Il y avait tant à faire que ce n’est qu’en 2015 que nous avons entrepris de donner vie à cet « étage » du jardin. En commençant par soulever la bâche. Surprise : une mare… puis une margelle qui laisse penser qu’il s’agit plutôt d’une source qui devait, dans un lointain passé, être aménagée. Peut-être en fontaine ?

Cette source, nous l’avons compris durant l’hiver quand la température est tombée à -16° (ça s’est bien adouci depuis ! ) est une source d’eau chaude. La mare n’a jamais gelé. En revanche, elle s’assèche durant la canicule…

Premières plantations au printemps 2016 : un arc de bambous fargesia (non traçants) côté forêt ; à l’avant-plan : des miscanthus sinensis Gracillimus, des laîches d’Oshima, des carex et quelques autres qui n’ont pas survécu… Il n’a pas fallu attendre longtemps pour constater que les grenouilles avaient repris possession des lieux.

Et la population batracienne s’est épanouie au rythme que la végétation…

Les grenouilles ont alors eu droit à leur allée privée bordée de lonicera nitida pour les guider vers l’étang les jours de sécheresse.

Mais à force de respecter la quiétude des grenouilles, la végétation a pris des proportions hors de contrôle. Les graminées ont envahi les bords de la mare, les crocosmias se sont affaissés sous le poids de leurs longues grappes devenues inaccessibles…
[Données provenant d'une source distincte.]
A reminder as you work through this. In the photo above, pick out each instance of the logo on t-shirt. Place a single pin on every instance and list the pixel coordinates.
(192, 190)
Eté 2020 : les bambous dépassent les 2 mètres.

Les haies de lonicera nitida se sont bien étoffées.

Les euphorbes et les phlomis ont donné un peu de tenue au massif…

…mais ils se sont eux aussi laissés déborder par les luxuriantes…

Il était temps d’agir. Les travaux de cet hiver ont été couronnés de neige : un mur en pierres sèches double l’arc de bambous, de graminées, de crocosmias, d’hémérocalles et d’iris. Le grillage qui maintiendra leur floraison se fera oublier sous leurs feuillages et derrière les euphorbes, les phlomis et les sedums qui vont se densifier.

Une pensée pour les grenouilles qui doivent hiberner bien au chaud à l’abri des bambous.

« Là où chantent les écrevisses »

Par un étrange dérèglement des sens et de la mémoire, « La pastorale américaine » de Philip Roth peut me replonger dans le silence de matins enneigés sur les hauteurs des Vosges et dans l’odeur du feu de bois. Etrange, Philippe Claudel et « Les âmes grises » réveillent, comme si je l’avais lu hier, ce sentiment de sécurité qu’on ne trouve qu’en compagnie d’une âme sœur, à l’abri d’une réalité peu fraternelle. Les bons livres s’incrustent en nous, à jamais associés à des émotions mêlées d’embruns de mer du Nord ou de parfums de Bagatelle. Et je sais quel livre je rouvrirai pour revivre l’intensité de cet incroyable printemps 2020.

Printemps 2020 vécu intensément sous un ciel limpide, confinés dans notre forêt à l’affût des pics et du coucou, des colverts aux visites trop brèves, du héron toujours aussi insultant pour les « occupants » que nous sommes. En joie à l’envol des nichées de bergeronnettes, de mésanges, de grives, de merles et de rouges-queues. Inquiets des apparitions des geais, du milan et d’une pie grièche à tête rousse. En attente du retour du martin-pêcheur alors que les grenouilles se prélassent déjà sur les pierres chaudes à l’abri des fougères et des graminées…

Et dans la magnifique prison de notre forêt, une rencontre inespérée : la Fille de marais « où chantent les écrevisses ». Un roman d’initiation à la nature et à la solitude. Le récit d’une vie dans la nature sauvage de la Caroline du Nord, côte marécageuse peuplée de grands oiseaux de mer. Une vie terrifiante et fascinante, racontée dans une belle langue (hommages au traducteur !) par une scientifique amoureuse des mots autant que de la faune et de la flore. Délia Owens est biologiste et zoologue.